Buying a home in some cities now requires that you save frantically for as much as a decade or more. This is the message delivered by the new Globe and Mail Down Payment Tool, which was developed by my colleagues Chris Manza, Matt Lundy and me. Saving for a home down payment is brutal if you live in not only Toronto and Vancouver, but some nearby cities as well.

Click here to use the Down Payment Tool

We launched the tool last week and within minutes had people commenting via social media about how bummed out they were by the numbers. Eleven years, 20 years, 48 years. Never. This is how long people told us it will take them to afford a home. Is ownership so important that people put themselves through this?

I vote no, but that puts me in the minority. So let's use the down payment tool to see what housing true believers are up against.

One thing we should address straight off the top is that low interest rates are the biggest challenge for people saving for a down payment. Low rates make today's housing market craziness possible by holding mortgage costs at historic lows. But the flip side is the minuscule return on the high-rate savings accounts that are the smart choice for building down payment funds (no stocks – they're too risky in the short term).

We used a default interest rate of 0.8 per cent, but you may be able to get more elsewhere. If you do see a higher rate, make sure you can get it on a tax-free savings account and not just a regular savings account. TFSAs are ideal for down payment funds because you don't lose any of your tiny gains to tax and the money is readily accessible in case you find yourself buying a house on the spur of the moment.

We set up the down payment tool to show how quickly people can buy a home with the minimum down payment. There's also an option to see how long it takes to build a down payment of 20 per cent, which is enough to avoid having to pay a premium for mortgage default insurance. If you go for the minimum down payment, your timing on getting into the market is mostly a function of how much you can save each month.

At $500 a month, you could go from zero to the minimum down payment for the average priced Toronto dwelling (houses plus townhomes and condos) in a little over six years and the average Vancouver dwelling in almost 11 years (assumes 0.8-per-cent returns on your savings). But how feasible is this kind of commitment?

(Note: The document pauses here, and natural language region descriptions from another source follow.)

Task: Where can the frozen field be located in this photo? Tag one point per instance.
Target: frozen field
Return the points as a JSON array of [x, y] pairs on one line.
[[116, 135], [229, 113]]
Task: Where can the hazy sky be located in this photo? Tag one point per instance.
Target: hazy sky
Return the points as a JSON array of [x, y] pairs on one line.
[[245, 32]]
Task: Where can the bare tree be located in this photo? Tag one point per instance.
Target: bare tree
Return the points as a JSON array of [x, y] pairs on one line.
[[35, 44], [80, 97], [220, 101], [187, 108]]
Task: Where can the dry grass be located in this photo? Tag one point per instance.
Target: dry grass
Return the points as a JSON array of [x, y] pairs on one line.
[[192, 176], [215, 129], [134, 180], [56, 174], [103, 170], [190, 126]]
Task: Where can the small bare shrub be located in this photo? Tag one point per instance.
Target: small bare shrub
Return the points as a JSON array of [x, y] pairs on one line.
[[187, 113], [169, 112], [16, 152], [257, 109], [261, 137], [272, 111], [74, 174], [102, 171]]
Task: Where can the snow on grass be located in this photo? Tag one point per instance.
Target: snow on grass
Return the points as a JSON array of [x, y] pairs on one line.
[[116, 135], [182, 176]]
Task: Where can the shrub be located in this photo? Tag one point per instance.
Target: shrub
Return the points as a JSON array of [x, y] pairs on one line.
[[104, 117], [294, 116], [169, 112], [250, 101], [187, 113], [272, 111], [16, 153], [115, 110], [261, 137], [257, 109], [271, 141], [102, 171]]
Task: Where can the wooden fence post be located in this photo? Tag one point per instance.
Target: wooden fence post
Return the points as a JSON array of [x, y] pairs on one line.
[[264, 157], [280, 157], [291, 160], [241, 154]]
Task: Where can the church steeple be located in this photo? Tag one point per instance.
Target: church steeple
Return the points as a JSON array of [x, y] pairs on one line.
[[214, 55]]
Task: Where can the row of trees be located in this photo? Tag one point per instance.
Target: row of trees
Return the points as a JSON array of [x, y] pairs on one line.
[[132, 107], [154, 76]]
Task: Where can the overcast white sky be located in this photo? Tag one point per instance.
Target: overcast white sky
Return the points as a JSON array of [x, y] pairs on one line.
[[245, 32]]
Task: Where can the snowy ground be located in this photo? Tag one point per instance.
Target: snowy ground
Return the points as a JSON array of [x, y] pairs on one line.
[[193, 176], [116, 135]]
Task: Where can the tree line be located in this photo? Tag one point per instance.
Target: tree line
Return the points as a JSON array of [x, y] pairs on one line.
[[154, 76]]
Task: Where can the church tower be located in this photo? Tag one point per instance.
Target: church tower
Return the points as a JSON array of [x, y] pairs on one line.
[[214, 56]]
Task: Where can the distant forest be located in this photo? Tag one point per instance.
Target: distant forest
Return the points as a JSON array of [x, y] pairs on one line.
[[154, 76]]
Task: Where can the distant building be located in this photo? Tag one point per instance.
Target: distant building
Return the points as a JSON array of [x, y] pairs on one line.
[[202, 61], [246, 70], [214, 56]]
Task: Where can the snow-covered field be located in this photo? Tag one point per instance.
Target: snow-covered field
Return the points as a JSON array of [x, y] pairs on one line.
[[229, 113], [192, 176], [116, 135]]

Let's assume someone in Toronto makes $45,000 gross and $37,000 after taxes and deductions. Rent at $1,000 per month reduces net pay by $12,000, and basic living and public transportation expenses plus smartphone and utilities take off another $600 per month, or $7,200 annually. Add another $6,000 annually to cover $500 in monthly savings and we're left with $11,800 annually, or $983 per month ($227 weekly) to cover the cost of socializing, dating, travel, car ownership and upkeep, clothes, student debt repayment, gifts for friends and family and dental and prescription costs (for those who don't have benefits at work).

Six years of that lifestyle gets you into a Toronto home at today's prices. If you want to factor in higher prices ahead, just increase the latest figure. A 20-per-cent bump to the average Toronto price pushes the time needed to build a down payment to almost 8.5 years, based on $500 monthly contributions to savings.

All of this gets you a minimum down payment, which means ginormous monthly mortgage costs of about $2,750 based on Toronto's average sale price and a 2.5-per-cent, five-year fixed-rate mortgage.

These are the affordability fundamentals that should have millennials questioning their desire to buy a house right now in expensive cities. Alternatives: Buy a condo, rent or look at cheaper cities.

Starting from scratch and saving just $400 per month, you'd get to the minimum down payment in just less than two years in Winnipeg, in about 2.5 years in Montreal or Halifax, in a little less than three years in Ottawa, in 3.5 years in Edmonton and in four years in Calgary. Not all housing markets eat the young.